What causes cancer cells to become metastatic, moving beyond their local environment to infiltrate other parts of the body? Some researchers have called metastasis “the most dangerous event in cancer,” and many believe that a better understanding of metastasis could lead to new cancer treatments.
Microfluidics researchers have long been investigating metastasis, because metastasis is all about cell movement. When cells move inside the body, they are often moving in microfluidic-type environments. Using microfluidic platforms, scientists gain fine spatial and temporal control of the cell microenvironment, something that’s difficult-to-impossible using conventional methods. A few examples of how microfluidic technology is being used to investigate metastasis:
Microfluidics can help us understand what external influences cause cell motion Much of the initial work in applying microfluidics to metastasis has focused on studying how cancer cells respond to concentration gradients of chemicals suspected to drive cell motion. For example, Noo Li Jeon’s group at UC Irvine, a leader in using microfluidics to generate microscale chemotactic gradients, created a platform to investigate how epidermal growth factor may cause breast cancer cells to move (2006, free full text). David Beebe’s group hasexpanded this concept to three dimensions (2008, free full text).
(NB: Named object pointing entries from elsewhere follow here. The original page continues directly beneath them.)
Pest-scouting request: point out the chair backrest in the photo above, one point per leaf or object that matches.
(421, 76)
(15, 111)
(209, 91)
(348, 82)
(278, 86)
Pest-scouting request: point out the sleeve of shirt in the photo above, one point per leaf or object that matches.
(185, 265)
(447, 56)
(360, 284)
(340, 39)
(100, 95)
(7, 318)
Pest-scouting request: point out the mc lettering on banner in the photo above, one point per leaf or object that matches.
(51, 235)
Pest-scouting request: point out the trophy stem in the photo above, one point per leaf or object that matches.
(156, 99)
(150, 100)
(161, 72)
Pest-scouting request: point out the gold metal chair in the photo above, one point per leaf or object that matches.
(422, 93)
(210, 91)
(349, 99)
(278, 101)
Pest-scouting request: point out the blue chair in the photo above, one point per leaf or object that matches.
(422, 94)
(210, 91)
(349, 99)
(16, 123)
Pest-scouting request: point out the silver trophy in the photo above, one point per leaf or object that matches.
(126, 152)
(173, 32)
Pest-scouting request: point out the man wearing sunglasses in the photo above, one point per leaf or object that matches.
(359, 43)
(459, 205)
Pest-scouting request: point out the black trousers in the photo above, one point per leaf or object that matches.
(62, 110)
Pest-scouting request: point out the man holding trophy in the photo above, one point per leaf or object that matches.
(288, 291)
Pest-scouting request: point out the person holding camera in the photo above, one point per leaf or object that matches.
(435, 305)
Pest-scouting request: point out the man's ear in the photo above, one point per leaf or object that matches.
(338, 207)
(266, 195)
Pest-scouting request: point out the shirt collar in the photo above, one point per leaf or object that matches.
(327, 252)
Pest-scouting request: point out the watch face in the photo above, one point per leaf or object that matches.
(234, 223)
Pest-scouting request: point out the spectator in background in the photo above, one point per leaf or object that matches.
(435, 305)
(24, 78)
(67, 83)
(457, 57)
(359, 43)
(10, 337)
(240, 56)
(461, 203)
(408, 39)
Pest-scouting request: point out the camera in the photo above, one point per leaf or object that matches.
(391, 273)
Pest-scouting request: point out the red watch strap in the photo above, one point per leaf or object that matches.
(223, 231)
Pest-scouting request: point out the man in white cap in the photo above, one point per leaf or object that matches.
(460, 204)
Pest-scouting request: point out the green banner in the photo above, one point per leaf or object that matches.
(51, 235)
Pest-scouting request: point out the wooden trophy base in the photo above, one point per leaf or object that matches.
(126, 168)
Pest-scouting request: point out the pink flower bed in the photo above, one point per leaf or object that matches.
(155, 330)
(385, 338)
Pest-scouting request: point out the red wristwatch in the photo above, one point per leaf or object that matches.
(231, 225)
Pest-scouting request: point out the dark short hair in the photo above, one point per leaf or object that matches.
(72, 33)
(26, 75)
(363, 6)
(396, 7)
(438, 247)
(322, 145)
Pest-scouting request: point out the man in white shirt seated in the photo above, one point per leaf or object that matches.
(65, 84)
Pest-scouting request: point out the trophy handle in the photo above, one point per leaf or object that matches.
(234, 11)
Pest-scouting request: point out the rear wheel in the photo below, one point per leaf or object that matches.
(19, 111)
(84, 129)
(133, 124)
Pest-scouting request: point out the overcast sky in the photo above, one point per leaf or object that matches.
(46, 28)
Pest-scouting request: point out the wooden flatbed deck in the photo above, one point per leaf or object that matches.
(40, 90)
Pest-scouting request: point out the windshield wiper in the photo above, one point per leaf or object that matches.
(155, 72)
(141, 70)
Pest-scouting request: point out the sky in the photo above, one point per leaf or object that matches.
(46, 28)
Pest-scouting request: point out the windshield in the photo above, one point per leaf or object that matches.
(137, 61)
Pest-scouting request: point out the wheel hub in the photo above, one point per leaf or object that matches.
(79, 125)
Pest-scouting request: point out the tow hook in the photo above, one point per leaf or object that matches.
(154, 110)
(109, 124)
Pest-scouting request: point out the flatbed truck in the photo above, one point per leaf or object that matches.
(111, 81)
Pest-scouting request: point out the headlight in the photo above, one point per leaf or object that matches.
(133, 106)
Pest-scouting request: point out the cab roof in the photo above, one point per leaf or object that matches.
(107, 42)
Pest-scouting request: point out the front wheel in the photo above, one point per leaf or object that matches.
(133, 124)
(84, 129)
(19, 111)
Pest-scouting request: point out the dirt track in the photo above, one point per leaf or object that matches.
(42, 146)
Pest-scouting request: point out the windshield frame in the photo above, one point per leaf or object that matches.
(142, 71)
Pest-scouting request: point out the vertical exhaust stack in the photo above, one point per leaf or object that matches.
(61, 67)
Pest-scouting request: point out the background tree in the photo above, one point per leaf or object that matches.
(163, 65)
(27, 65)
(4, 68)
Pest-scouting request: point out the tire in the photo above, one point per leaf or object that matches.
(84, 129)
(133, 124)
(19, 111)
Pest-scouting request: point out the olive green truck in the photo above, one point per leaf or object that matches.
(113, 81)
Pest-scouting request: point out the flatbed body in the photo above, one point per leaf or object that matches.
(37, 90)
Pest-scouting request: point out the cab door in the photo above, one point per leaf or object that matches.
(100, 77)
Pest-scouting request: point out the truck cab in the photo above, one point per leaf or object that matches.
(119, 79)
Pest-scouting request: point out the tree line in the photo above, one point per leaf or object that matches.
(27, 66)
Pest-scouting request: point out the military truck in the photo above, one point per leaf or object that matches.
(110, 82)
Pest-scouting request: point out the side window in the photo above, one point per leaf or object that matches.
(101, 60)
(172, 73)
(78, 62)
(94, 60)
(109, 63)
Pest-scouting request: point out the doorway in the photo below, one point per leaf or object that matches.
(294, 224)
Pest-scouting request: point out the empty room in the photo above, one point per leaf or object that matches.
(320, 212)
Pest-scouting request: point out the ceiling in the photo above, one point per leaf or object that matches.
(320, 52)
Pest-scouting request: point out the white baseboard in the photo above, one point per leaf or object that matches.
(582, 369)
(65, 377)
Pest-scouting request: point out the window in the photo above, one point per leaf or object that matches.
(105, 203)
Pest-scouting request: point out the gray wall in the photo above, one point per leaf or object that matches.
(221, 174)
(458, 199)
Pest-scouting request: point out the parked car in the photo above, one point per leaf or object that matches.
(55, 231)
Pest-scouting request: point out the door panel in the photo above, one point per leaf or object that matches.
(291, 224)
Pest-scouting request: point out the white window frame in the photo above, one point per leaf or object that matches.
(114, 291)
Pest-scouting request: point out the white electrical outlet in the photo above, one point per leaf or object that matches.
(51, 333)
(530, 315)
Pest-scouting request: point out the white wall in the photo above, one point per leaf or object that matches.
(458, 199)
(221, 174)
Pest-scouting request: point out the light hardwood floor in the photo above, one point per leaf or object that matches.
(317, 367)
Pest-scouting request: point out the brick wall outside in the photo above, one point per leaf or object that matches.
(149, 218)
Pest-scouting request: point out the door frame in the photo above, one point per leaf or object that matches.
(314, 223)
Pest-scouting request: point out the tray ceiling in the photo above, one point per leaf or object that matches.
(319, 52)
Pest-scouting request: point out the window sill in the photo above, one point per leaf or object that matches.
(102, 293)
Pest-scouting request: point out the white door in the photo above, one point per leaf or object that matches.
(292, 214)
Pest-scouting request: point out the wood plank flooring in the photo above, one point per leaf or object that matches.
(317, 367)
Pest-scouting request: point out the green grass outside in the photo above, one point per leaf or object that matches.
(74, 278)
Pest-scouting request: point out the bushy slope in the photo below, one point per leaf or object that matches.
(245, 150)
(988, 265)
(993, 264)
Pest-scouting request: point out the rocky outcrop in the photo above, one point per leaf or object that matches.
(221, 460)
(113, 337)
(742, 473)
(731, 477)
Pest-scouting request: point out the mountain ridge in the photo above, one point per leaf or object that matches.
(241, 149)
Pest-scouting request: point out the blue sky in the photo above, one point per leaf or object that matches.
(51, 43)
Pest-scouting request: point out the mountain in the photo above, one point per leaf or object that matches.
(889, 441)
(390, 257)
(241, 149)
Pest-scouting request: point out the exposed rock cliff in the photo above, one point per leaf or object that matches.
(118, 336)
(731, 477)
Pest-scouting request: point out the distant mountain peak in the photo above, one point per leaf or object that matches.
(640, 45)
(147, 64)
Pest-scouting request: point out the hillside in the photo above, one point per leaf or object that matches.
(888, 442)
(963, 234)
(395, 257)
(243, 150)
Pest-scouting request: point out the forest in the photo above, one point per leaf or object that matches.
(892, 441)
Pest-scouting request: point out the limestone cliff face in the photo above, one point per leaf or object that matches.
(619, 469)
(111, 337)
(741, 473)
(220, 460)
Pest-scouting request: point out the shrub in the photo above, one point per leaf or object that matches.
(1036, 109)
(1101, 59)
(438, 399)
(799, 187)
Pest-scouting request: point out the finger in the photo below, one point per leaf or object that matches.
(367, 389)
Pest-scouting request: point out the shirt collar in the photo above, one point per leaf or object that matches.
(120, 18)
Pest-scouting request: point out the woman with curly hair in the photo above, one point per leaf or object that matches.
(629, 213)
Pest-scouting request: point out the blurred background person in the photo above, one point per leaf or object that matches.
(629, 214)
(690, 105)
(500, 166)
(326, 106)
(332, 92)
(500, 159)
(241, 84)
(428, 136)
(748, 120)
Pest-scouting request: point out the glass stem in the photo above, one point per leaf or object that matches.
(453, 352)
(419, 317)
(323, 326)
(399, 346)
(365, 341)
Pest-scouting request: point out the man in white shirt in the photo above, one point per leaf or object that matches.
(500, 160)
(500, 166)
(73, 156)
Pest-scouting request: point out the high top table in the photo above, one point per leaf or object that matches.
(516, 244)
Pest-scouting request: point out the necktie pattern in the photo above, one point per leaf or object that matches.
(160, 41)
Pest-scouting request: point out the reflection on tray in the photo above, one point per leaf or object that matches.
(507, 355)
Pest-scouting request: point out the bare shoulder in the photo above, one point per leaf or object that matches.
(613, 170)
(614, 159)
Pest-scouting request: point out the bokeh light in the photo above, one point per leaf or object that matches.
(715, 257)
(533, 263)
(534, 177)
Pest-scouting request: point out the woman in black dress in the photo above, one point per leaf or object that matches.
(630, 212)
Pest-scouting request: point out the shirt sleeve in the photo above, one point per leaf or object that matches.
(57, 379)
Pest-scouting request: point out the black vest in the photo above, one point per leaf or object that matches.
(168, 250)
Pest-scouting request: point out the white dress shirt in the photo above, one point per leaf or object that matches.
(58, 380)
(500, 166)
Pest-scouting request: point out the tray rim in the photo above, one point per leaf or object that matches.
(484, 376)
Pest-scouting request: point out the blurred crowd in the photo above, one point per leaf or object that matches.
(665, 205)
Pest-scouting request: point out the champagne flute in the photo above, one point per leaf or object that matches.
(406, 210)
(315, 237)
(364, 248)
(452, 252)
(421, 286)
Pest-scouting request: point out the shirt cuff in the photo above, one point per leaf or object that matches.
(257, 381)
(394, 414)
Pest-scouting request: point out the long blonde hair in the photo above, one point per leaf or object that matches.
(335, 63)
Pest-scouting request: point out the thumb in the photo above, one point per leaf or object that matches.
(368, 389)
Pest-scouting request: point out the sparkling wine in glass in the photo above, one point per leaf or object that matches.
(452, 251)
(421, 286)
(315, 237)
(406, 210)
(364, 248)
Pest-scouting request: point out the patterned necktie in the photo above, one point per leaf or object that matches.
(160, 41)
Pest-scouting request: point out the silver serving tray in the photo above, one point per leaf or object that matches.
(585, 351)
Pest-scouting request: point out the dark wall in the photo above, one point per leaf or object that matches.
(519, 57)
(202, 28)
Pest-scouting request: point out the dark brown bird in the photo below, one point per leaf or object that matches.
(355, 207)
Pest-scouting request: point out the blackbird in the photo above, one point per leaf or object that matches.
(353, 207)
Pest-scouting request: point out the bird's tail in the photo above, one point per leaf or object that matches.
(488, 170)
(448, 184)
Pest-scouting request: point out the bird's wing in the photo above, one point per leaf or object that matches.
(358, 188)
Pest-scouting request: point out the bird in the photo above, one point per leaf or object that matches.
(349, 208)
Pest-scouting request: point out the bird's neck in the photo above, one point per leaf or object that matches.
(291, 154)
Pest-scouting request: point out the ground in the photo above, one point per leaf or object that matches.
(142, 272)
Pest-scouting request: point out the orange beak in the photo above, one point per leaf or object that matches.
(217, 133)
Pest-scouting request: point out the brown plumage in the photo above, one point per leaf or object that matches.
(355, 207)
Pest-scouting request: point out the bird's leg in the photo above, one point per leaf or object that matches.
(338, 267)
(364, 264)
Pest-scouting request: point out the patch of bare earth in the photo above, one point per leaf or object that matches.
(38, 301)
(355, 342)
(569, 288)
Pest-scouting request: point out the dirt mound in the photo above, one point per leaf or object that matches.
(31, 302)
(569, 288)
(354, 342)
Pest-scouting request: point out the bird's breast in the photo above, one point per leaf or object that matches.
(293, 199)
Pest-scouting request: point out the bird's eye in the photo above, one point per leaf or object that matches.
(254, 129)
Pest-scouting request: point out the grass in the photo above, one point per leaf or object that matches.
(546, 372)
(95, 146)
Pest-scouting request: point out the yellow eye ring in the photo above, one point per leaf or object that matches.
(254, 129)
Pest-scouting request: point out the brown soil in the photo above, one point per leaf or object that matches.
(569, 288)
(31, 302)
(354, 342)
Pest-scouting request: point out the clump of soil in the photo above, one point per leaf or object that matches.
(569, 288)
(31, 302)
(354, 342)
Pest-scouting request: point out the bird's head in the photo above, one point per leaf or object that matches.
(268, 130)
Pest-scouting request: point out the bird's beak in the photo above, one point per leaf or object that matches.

More recently, Mehmet Toner and Daniel Irimia have found using microfluidics that chemotactic gradients may not be necessary for cancer cell motion. Their work, published in 2009, implies that a simple microchannel may be sufficient to get cancer cells moving (nice video here!).
Microfluidics can detect circulating cancer cells Toner’s group has also developed a microfluidic platform for detecting rare metastatic cancer cells circulating in the blood (make sure to click on the video) for earlier detection of metastasis. In 2007 Technology Review reported that this device was undergoing clinical trials in lung and prostate cancer. Clinicaltrials.gov lists an ongoing clinical trial with a very similar type of device — possibly the same device or a competing design. The study lists 2012 as the target for completion, so it may be a while before a commercial product is announced.
Microfluidics can be used to study mechanical properties of cells Finally, the Guck group at the University of Cambridge has attacked the problem from the inside, instead looking at the mechanical properties of individual cancer cells. The Guck group has developed a microfluidic optical stretcher to help investigate how the cytoskeleton, cell mechanics, and cell motility may be related, so that we may better understand how to develop therapies that hinder movement of metastatic cells.